Why this study has not been done. (1) US custody evaluators are not licensed as a single profession; the sampling frame is hard to construct. (2) Random assignment to "training arms" is ethically defensible (control arm = current standard) but practically difficult to enforce. (3) Court records are not uniformly accessible. (4) Funding has been intermittent — NIJ funded both the Saunders 2011 and the Meier 2020 programmes; no comparably-resourced randomised-design funding has been awarded as of compilation.

Contributor invitation. This is one of the most important contributor-research opportunities in the AntiAlienate evidence repository. Researchers with access to a defined evaluator population in a Kayden's-Law-implementing state (California, Colorado, Maryland, Tennessee, Utah) and IRB capacity to run a quasi-experimental cohort comparison post-2024 vs. pre-2024 evaluator-recommendation patterns would substantially advance the field.

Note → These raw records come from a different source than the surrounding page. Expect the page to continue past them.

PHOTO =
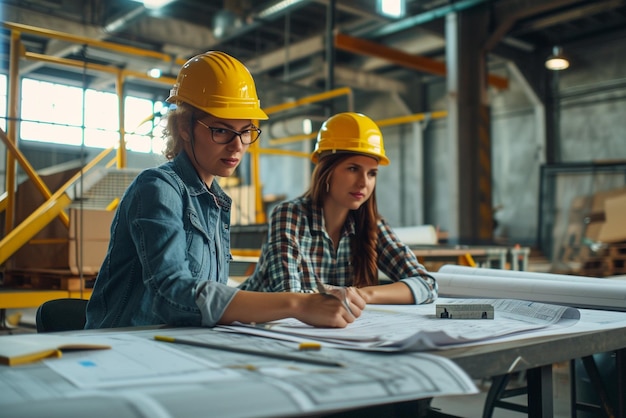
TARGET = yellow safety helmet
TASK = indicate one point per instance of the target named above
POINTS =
(350, 132)
(218, 84)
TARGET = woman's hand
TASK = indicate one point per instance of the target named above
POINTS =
(337, 308)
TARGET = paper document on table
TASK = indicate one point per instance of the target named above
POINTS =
(416, 327)
(133, 361)
(148, 378)
(581, 292)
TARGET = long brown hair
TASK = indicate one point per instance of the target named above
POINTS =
(364, 255)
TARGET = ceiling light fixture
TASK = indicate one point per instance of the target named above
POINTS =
(154, 72)
(557, 61)
(154, 4)
(392, 8)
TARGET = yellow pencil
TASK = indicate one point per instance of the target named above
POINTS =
(243, 350)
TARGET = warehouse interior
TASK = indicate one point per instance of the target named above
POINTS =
(488, 146)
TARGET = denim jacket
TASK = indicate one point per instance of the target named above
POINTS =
(169, 253)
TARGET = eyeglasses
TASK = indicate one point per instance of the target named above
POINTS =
(226, 135)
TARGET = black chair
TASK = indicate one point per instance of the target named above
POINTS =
(67, 314)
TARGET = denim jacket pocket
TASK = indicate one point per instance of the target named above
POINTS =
(198, 244)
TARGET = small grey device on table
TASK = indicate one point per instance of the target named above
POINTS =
(464, 311)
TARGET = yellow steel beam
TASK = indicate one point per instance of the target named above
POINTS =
(4, 197)
(35, 222)
(373, 49)
(13, 114)
(37, 181)
(416, 117)
(34, 56)
(81, 40)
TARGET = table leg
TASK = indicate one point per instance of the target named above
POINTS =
(620, 364)
(540, 402)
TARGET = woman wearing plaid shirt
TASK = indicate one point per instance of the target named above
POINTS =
(334, 232)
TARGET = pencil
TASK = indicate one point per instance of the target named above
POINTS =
(234, 349)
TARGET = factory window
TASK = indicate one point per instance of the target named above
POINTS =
(53, 113)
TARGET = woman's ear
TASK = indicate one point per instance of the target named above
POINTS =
(185, 134)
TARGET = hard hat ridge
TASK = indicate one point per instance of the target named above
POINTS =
(218, 84)
(350, 132)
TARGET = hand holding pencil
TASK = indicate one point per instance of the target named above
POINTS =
(340, 293)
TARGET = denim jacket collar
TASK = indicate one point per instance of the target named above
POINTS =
(184, 167)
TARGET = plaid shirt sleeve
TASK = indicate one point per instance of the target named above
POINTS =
(291, 255)
(399, 263)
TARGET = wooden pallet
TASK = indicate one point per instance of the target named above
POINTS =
(47, 280)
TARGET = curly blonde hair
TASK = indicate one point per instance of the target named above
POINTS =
(179, 119)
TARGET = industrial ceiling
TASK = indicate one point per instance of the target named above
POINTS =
(289, 46)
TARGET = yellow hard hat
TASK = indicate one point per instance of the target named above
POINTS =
(350, 132)
(218, 84)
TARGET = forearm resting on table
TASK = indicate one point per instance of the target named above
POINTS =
(393, 294)
(249, 307)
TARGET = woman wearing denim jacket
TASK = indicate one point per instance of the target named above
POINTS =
(169, 251)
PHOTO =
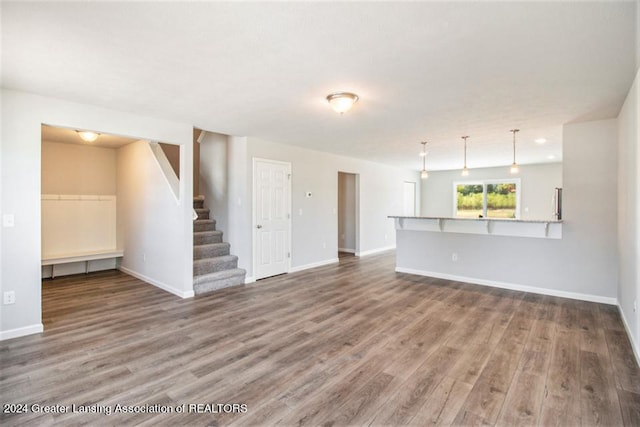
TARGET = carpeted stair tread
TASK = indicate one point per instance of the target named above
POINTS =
(219, 280)
(204, 225)
(198, 202)
(207, 237)
(203, 213)
(211, 265)
(211, 250)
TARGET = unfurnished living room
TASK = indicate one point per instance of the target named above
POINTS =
(320, 213)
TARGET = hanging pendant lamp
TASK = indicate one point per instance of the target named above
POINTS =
(424, 174)
(514, 166)
(465, 170)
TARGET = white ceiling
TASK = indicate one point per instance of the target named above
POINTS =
(70, 136)
(423, 70)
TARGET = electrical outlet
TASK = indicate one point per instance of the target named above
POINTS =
(9, 297)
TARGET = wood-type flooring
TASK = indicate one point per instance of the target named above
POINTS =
(353, 343)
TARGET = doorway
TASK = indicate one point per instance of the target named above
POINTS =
(271, 217)
(348, 228)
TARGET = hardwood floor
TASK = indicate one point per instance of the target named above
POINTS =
(347, 344)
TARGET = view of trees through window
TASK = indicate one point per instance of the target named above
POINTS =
(488, 200)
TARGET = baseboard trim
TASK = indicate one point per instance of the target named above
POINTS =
(347, 250)
(163, 286)
(375, 251)
(512, 286)
(313, 265)
(21, 332)
(634, 345)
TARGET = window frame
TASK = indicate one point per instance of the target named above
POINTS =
(484, 183)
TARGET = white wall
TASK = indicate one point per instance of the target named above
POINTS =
(150, 222)
(629, 211)
(315, 231)
(347, 212)
(537, 188)
(582, 264)
(214, 181)
(22, 116)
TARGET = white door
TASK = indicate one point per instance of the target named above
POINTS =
(271, 217)
(409, 199)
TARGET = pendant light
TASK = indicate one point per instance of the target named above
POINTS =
(514, 166)
(424, 174)
(465, 170)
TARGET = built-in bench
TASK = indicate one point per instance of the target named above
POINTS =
(85, 257)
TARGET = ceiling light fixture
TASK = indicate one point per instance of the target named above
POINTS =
(424, 174)
(88, 136)
(514, 166)
(342, 101)
(465, 170)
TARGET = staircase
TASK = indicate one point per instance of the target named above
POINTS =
(213, 267)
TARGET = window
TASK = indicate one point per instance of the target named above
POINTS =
(487, 199)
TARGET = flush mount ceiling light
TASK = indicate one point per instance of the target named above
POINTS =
(514, 166)
(88, 136)
(424, 174)
(465, 170)
(342, 101)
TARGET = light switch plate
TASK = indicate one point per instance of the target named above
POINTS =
(8, 220)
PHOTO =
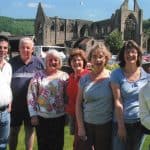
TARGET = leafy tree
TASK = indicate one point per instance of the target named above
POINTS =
(114, 41)
(17, 26)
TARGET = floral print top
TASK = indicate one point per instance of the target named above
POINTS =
(46, 94)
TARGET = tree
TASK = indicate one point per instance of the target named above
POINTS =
(114, 41)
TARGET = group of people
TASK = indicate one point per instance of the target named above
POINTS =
(106, 109)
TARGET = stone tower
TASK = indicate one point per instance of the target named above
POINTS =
(57, 31)
(131, 22)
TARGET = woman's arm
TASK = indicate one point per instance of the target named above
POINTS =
(79, 114)
(119, 110)
(144, 108)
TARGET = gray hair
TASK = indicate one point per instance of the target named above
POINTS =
(55, 53)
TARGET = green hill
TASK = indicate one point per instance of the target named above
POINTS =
(26, 26)
(17, 26)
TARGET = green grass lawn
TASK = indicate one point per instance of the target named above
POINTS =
(68, 141)
(67, 144)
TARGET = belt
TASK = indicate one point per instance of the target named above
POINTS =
(3, 108)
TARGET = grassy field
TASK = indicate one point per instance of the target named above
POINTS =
(67, 145)
(68, 141)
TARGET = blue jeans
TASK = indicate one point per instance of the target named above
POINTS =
(133, 139)
(4, 129)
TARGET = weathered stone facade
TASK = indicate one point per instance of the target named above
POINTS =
(57, 31)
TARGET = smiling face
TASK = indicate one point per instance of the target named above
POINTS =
(130, 56)
(98, 59)
(77, 63)
(26, 50)
(52, 63)
(3, 49)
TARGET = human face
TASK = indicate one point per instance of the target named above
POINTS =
(26, 50)
(98, 59)
(77, 64)
(130, 56)
(52, 63)
(3, 49)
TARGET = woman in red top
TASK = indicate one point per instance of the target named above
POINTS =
(77, 61)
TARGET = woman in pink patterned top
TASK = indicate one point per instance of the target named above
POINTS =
(46, 103)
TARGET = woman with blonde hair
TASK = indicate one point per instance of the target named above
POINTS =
(46, 103)
(94, 106)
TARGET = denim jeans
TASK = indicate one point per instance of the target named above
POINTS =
(4, 129)
(133, 140)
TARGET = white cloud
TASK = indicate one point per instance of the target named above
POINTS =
(32, 5)
(48, 6)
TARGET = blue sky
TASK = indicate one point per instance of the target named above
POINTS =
(70, 9)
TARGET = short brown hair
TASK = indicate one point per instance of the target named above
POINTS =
(127, 46)
(77, 52)
(101, 47)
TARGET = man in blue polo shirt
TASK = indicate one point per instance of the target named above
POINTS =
(23, 67)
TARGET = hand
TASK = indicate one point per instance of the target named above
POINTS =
(122, 133)
(34, 120)
(82, 133)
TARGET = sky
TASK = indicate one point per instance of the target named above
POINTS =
(93, 10)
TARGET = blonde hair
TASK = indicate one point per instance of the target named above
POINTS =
(100, 47)
(26, 40)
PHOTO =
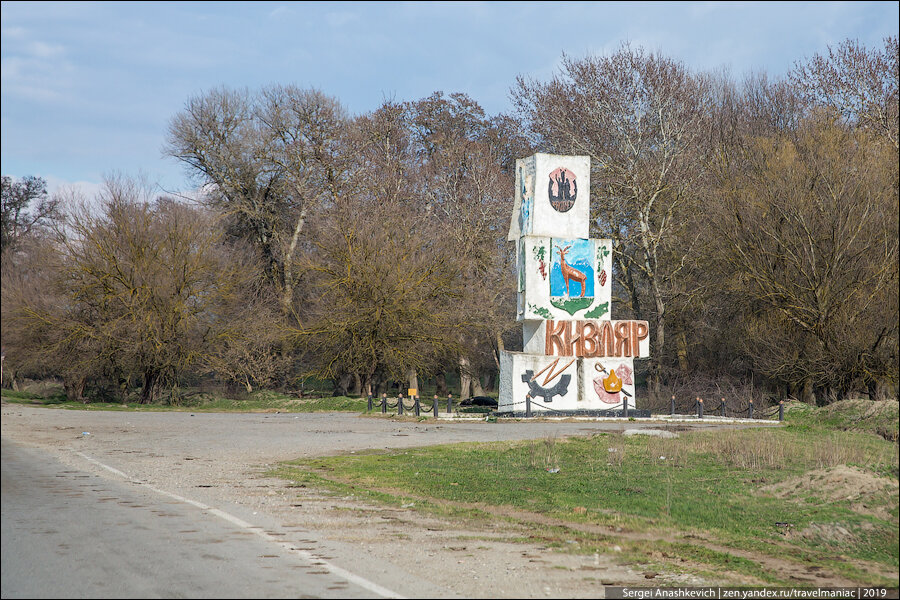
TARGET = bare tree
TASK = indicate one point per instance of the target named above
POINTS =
(25, 207)
(643, 119)
(137, 289)
(266, 160)
(807, 251)
(860, 84)
(383, 278)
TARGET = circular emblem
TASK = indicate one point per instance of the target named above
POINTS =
(562, 189)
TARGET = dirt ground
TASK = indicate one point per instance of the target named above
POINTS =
(219, 459)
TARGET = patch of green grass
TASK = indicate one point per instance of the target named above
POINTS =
(707, 484)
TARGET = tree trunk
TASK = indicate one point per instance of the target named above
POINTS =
(440, 383)
(151, 385)
(413, 379)
(287, 296)
(341, 384)
(477, 390)
(491, 383)
(681, 342)
(74, 389)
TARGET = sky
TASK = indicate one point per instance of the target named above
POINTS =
(88, 88)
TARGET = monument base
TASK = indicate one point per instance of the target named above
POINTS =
(565, 384)
(617, 414)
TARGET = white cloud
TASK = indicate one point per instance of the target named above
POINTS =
(341, 18)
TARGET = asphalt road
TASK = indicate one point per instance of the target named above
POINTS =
(143, 505)
(71, 534)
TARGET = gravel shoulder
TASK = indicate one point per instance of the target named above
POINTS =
(220, 459)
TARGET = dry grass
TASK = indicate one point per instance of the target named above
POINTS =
(767, 449)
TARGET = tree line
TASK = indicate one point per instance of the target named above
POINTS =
(754, 225)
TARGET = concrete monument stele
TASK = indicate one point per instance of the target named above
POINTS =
(575, 357)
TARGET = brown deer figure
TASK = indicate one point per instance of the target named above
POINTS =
(570, 272)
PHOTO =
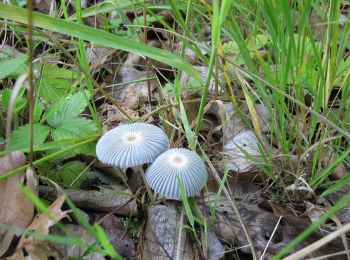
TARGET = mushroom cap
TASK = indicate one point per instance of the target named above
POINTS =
(161, 175)
(131, 145)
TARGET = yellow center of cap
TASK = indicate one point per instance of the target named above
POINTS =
(177, 160)
(131, 138)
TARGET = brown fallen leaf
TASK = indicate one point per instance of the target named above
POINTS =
(213, 248)
(117, 202)
(30, 247)
(118, 236)
(15, 209)
(163, 239)
(260, 224)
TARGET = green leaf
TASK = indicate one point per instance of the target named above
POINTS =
(72, 127)
(38, 111)
(71, 174)
(5, 99)
(12, 68)
(97, 36)
(55, 82)
(69, 108)
(75, 127)
(20, 137)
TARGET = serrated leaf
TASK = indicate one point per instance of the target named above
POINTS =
(55, 82)
(20, 137)
(12, 68)
(5, 99)
(38, 111)
(68, 109)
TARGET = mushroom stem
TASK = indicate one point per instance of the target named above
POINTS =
(149, 191)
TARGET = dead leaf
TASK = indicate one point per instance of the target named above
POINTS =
(114, 117)
(215, 250)
(163, 234)
(118, 202)
(334, 197)
(244, 141)
(15, 209)
(118, 236)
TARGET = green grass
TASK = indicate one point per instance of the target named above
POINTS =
(270, 51)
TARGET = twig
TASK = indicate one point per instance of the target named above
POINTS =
(31, 81)
(233, 204)
(273, 233)
(87, 74)
(11, 107)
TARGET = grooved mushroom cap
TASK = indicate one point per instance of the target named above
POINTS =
(161, 175)
(131, 145)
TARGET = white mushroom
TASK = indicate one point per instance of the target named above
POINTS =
(131, 145)
(187, 165)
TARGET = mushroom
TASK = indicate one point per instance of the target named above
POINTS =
(187, 165)
(132, 145)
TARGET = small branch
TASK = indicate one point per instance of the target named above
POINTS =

10. Synthesis — confidence levels by claim

10.1 High confidence

  • The Saunders 2011 survey of 465 US custody evaluators documented a real and quantifiable variation in evaluator practice on DV screening, coercive-control hypothesis generation, and false-allegation belief endorsement. Saunders, Faller, & Tolman (2011) NIJ Final Report; Saunders, Tolman, & Faller (2013) Journal of Family Psychology 27(3):473-483; Saunders (2015) Journal of Child Custody 12(1):71-92.
  • Evaluator beliefs about false allegations and parental alienation co-vary with custody recommendations that disfavour alleged-survivor parents. Saunders 2011 Tables 6-10; multivariate analysis in Saunders, Tolman, & Faller 2013.
  • Patriarchal-norms and just-world core beliefs are the strongest single predictors of evaluator recommendation patterns — stronger than demographic variables (age, gender) and stronger than self-reported IPV knowledge. Saunders, Tolman, & Faller (2013) multivariate analysis.
  • The AFCC Model Standards (2006) treat DV training and "alienating behaviors" training as coordinate requirements with no operational ordering, leaving the disconfirmatory-ordering implementation entirely to individual evaluator practice. AFCC Model Standards § 1.2(b)(3), 1.2(c)(2), 1.2(c)(5).
  • Kayden's Law (federal, 2022) and downstream state statutes (CA SB 331; CO HB23-1178; MD HB 1191) have materially raised the statutory training-floor for custody evaluators and judicial officers in those states. National Safe Parents Organization tracking; primary statutes cited.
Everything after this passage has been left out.